Perhaps more than any other day in your lives (baby delivery equals so much adrenalin that it’s a different kind of surreal.), your wedding day is this out-of-body experience where you feel invigorated and numb at the same time. Time is flashing before you and moving at a snail’s pace without you there all at the same time. You care about every decision on that day, but you’re unable to make any of them. You know exactly what is supposed to happen and at the same time, you need a friend to help you pee because you’re just incapable of doing anything yourself that day. It’s just a weird and crazy experience. And you’re going to wake up and feel like you don’t remember anything from it.

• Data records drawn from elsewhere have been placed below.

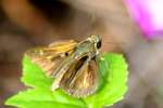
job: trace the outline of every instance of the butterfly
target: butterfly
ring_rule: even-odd
[[[65,40],[48,46],[29,49],[25,55],[53,78],[51,90],[63,90],[74,97],[96,93],[99,86],[97,57],[101,37],[91,35],[83,41]]]

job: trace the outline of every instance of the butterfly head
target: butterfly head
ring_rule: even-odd
[[[91,35],[88,39],[95,44],[96,49],[101,48],[101,37],[99,35]]]

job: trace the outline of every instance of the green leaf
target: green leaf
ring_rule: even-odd
[[[93,95],[75,98],[62,90],[50,90],[53,79],[47,78],[28,57],[23,58],[22,82],[30,86],[10,97],[5,105],[18,108],[101,108],[121,100],[127,91],[127,64],[120,54],[103,53],[98,59],[101,86]]]

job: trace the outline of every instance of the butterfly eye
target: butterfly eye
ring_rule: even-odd
[[[97,43],[97,49],[100,49],[101,48],[101,41],[99,41],[98,43]]]

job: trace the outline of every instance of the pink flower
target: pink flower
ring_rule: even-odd
[[[163,0],[124,1],[146,38],[163,37]]]

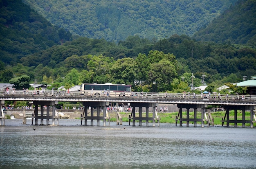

Trust me! So, really, really try to just absorb it all and enjoy it. AND EAT YOUR DINNER DANGIT! Plan all the details in advance. Make sure that everyone in charge of something knows what his/her job is EXACTLY before the actual day, and then TRUST them and allow them to do what they know you want them to do. Also, have a friend or family member who knows you well enough to help you make any decisions that might come down the line on the day of. This will alleviate so much stress on your part. Lastly, ENJOY yourself on this incredibly important wedding day.